Handout (3.9 MB)
Bert Kruyt, Rebecca Mott, Dylan Reynolds, Ethan Gutmann.
Mountain processes such as runoff, snow and ice melt, avalanches or permafrost degradation are strongly driven by atmospheric processes. Often physical-based process modeling is used to predict snow water storage in mountain and runoff in large mountain catchments or to assess climate change impacts on mountain processes. Typically process and energy balance model applications require meteorological input with i) correct representation of inter-variable dependencies, ii) high temporal resolutions (hourly) and iii) very high spatial resolutions (below 1 km). To bridge the gap between local and global circulation model scales, a variety of downscaling techniques exist which can be roughly separated into dynamic downscaling and statistical downscaling methods. Dynamical downscaling with complex atmospheric models can satisfy the above requirements, but are expensive computationally, limiting applications to rather small model domains and short time periods. This constraint also makes dynamical downscaling incapable of providing atmospheric forcing over an ensemble of climate scenarios. In this study we will use the Intermediate Complexity Atmospheric Research model (ICAR) to dynamically downscale atmospheric processes in complex terrain to the sub-kilometer scale. Initial and boundary conditions are provided by Consortium for Small-Scale Modeling (COSMO1) reanalysis data at 1.1 km horizontal resolution. ICAR permits three-dimensional atmospheric simulations with transient and spatially variable boundary conditions and wind fields, maintaining a complete three-dimensional grid of pressure, wind, temperature and various hydrometeors (e.g. water vapour, snow, graupel). Contrary to a Numerical Weather Prediction model, ICAR does not solve the Navier-Stokes equations but uses linear mountain wave theory to calculate disturbances in the windfield. This significantly reduces the computational demands, thereby allowing the model to be run at higher resolutions. It is the first time ICAR is used at a sub-kilometer spatial resolution, as well as in the very complex terrain of the Swiss Alps.
In this work, we will address the model’s capability to reproduce small-scale processes that play a governing role in the mountain climate.
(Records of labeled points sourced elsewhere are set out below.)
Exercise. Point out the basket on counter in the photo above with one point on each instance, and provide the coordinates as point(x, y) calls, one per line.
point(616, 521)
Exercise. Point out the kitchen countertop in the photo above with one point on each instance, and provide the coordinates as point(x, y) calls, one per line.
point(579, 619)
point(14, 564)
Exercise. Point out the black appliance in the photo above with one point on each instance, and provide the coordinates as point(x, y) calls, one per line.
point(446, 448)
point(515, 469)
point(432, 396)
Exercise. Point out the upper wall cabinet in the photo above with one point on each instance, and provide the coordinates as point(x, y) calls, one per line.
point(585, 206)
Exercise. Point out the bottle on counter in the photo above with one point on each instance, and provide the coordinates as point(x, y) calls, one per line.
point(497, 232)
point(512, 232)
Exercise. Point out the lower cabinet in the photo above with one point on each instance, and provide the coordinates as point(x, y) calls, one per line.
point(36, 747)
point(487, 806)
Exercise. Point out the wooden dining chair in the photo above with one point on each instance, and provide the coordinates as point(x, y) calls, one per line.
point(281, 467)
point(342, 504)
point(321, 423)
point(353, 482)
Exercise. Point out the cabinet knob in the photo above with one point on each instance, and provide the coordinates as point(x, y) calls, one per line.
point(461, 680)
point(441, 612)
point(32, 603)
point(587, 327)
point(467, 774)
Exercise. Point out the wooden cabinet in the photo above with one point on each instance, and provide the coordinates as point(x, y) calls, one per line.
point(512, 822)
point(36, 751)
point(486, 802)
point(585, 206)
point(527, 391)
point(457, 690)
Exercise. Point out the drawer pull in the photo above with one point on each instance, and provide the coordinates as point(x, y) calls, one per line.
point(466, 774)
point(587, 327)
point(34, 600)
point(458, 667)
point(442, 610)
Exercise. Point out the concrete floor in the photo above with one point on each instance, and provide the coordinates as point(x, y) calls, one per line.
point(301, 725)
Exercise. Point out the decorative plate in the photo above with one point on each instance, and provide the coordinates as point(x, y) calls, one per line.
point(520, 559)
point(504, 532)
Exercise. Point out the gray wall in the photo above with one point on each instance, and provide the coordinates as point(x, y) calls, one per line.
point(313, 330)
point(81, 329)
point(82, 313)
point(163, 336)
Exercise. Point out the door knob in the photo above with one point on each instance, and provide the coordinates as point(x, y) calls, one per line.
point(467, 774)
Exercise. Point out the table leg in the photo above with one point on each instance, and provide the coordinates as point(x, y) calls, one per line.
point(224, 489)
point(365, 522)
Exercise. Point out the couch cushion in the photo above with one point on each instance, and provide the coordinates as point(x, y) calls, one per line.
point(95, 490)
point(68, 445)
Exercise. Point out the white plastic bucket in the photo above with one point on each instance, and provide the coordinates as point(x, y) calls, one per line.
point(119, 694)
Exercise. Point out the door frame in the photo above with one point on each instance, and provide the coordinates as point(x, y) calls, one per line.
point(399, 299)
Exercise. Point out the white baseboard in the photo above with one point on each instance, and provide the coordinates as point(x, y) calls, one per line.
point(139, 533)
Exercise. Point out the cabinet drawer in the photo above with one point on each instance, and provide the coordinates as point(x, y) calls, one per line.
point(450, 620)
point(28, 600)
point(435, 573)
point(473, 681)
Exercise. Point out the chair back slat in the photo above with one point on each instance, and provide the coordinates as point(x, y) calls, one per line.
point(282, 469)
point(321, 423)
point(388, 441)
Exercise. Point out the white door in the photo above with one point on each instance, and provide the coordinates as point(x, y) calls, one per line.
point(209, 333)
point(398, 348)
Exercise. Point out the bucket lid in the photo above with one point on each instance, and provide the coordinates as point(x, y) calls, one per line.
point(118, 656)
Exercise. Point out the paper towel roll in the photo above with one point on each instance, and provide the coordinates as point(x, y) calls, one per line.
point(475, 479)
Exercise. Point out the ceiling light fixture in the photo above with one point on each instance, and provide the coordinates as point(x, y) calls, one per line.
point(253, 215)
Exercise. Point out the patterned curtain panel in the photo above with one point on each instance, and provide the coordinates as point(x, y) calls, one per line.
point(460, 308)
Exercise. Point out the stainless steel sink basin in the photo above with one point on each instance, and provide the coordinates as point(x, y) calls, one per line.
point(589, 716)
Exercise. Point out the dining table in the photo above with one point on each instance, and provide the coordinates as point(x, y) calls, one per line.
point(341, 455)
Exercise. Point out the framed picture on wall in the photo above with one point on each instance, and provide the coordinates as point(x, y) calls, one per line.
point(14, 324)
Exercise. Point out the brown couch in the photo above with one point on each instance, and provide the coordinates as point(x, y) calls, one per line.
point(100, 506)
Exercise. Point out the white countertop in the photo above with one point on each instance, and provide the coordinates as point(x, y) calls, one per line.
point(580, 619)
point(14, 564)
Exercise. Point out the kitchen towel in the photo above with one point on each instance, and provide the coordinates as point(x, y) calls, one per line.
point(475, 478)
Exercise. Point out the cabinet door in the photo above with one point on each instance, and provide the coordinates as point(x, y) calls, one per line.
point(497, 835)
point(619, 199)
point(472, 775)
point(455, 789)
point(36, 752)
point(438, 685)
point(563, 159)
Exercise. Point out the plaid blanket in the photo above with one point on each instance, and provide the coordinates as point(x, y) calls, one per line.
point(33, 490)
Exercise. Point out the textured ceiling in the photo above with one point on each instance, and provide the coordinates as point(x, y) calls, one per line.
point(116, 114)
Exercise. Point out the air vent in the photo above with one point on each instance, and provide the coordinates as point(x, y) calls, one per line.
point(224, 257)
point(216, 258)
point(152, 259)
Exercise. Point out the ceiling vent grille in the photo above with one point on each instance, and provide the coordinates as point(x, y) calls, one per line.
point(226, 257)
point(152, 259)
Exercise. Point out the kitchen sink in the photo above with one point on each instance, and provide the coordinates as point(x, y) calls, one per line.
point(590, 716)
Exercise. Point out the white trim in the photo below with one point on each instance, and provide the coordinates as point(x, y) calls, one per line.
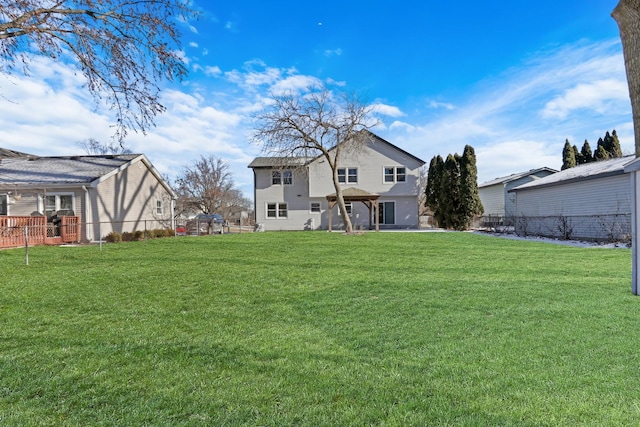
point(395, 211)
point(394, 174)
point(278, 204)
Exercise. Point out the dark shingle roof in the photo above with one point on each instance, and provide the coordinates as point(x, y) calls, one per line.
point(59, 170)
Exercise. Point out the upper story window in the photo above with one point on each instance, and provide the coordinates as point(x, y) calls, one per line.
point(395, 174)
point(282, 177)
point(277, 210)
point(348, 175)
point(57, 202)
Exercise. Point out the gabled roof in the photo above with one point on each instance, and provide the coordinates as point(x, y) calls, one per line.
point(29, 171)
point(68, 171)
point(276, 162)
point(515, 176)
point(6, 153)
point(272, 162)
point(601, 169)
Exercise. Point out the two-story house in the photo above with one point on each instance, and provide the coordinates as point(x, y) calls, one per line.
point(380, 183)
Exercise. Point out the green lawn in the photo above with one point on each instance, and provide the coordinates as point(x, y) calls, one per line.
point(316, 328)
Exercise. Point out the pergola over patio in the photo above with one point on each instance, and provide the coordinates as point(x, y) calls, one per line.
point(353, 194)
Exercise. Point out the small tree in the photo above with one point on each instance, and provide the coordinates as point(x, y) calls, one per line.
point(315, 124)
point(122, 47)
point(94, 147)
point(601, 152)
point(613, 145)
point(434, 185)
point(578, 154)
point(207, 186)
point(450, 194)
point(471, 206)
point(587, 155)
point(568, 156)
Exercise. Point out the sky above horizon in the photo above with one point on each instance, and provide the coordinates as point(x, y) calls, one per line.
point(512, 79)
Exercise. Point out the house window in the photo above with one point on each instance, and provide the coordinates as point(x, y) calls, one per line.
point(287, 178)
point(276, 210)
point(58, 202)
point(348, 175)
point(395, 174)
point(276, 178)
point(282, 177)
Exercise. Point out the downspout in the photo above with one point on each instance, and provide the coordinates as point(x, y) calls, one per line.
point(173, 214)
point(87, 214)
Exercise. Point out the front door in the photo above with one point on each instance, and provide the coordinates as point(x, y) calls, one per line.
point(387, 213)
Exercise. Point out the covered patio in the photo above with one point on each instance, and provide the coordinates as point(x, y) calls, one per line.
point(353, 194)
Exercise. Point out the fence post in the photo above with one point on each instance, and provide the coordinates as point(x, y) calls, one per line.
point(26, 243)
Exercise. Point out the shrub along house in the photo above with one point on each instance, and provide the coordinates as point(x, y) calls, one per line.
point(586, 202)
point(380, 185)
point(105, 193)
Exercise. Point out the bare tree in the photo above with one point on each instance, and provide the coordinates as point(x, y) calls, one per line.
point(627, 15)
point(92, 146)
point(315, 124)
point(122, 47)
point(207, 186)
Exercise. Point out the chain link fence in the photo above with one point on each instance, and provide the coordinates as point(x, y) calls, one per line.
point(597, 228)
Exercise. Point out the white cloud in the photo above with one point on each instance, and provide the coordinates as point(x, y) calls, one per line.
point(445, 105)
point(387, 110)
point(333, 52)
point(596, 96)
point(294, 84)
point(520, 120)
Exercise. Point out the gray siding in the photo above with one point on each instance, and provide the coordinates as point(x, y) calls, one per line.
point(314, 184)
point(126, 202)
point(592, 209)
point(492, 198)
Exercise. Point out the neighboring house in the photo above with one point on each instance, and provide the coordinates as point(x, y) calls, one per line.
point(498, 203)
point(586, 202)
point(108, 193)
point(298, 194)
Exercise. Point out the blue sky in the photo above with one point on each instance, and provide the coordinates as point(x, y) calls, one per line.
point(512, 79)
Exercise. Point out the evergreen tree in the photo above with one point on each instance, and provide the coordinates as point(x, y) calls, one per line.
point(568, 156)
point(601, 153)
point(470, 206)
point(615, 150)
point(450, 197)
point(434, 184)
point(587, 155)
point(578, 154)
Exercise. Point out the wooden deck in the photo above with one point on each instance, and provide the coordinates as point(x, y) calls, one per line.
point(14, 231)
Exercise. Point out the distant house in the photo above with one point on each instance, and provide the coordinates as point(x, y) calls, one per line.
point(586, 202)
point(380, 186)
point(498, 202)
point(108, 193)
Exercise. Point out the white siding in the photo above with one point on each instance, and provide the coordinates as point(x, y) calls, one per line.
point(126, 202)
point(315, 183)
Such processes are local-scale cloud formation processes and complex flow phenomena such as speed up effects over ridges and mountain crests, channeling effects in alpine valleys as well as down- and updrafts strongly affecting precipitation patterns in complex terrain. Applying ICAR in very complex terrain requires new parameterizations of orographic drag, flow deflection by orographic barriers and the implementation of a higher-order advection scheme. An improved interpolation scheme was also implemented to assure a smooth transition from the low-resolution forcing data to the high-resolution model grid. We will discuss how the model’s simplified flow field calculations can be modified to mimic the behavior of more complex models. Including all relevant processes in the model physics while still allowing for relatively low computational demands requires careful balancing, and the challenges faced here are presented together with first results. These model results are validated by a variety of measured data sets, ranging from point-measurements to more detailed information such as wind Lidar data. Modeled solid precipitation distribution is validated against high-resolution snow depth maps obtained from LIDAR and ADS flights. These comparisons allow to test the performance of ICAR in reproducing small-scale processes that play a governing role in local-scale mountain climate. We will further present limitations of the model framework to reproduce the spatial variability of precipitation in very complex terrain.